Eğer herkes çöpünü doğru ayrıştırırsa, kullanmadığı ışığı söndürürse bu ufacık
bireysel faaliyetlerin etkisinin görülmesi inanılmaz oluyor. Bu sorumlulukları
yerine getirirsek kaynaklarımız daha uzun süreli kullanılabiliyor ve tüketen
için çok daha az materyal üretiliyor. Böylece her şey çok daha çevre dostu
oluyor. Eğer bunları becerebilirsek çok iyi durumda olduğumuzu düşünüyorum.
Bu ay Linkin Park tarihinde ilk defa İstanbul’da
olacaksınız. Bir ülkede ilk defa çalıyor olmak nasıl bir duygu?

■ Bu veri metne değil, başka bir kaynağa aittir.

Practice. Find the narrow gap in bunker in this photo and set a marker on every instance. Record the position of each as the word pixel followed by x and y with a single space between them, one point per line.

Çok iyi bir duygu. Türkiye bizim daha önce çalmadığımız bir
ülke, vereceğimiz konser ya iptal olmuştu ya da bir şekilde turne güzergahına
uymadığı için gerçekleştiremedik. Benim özellikle çok gitmek istediğim bir yer,
çünkü ülkeniz hakkında bir çok kitapta ne kadar güzel topraklarınız ve aynı
zamanda zengin tarihiniz olduğuna dair şeyler okudum. Modern ve bu kadar zengin
bir tarihçenin karışımı her zaman nefes kesici oluyor. İlk şovumuz olacağı için
çok güzel bir deneyim olacak. Brezilya’da ilk çaldığımızda da nasıl bir şey
olacağı hakkında hiçbir fikrimiz yoktu ve çok güzel bir şov olmuştu.
İstanbul’da da karşımıza ne çıkacağını bilmemek bizi heyecanlandırıyor.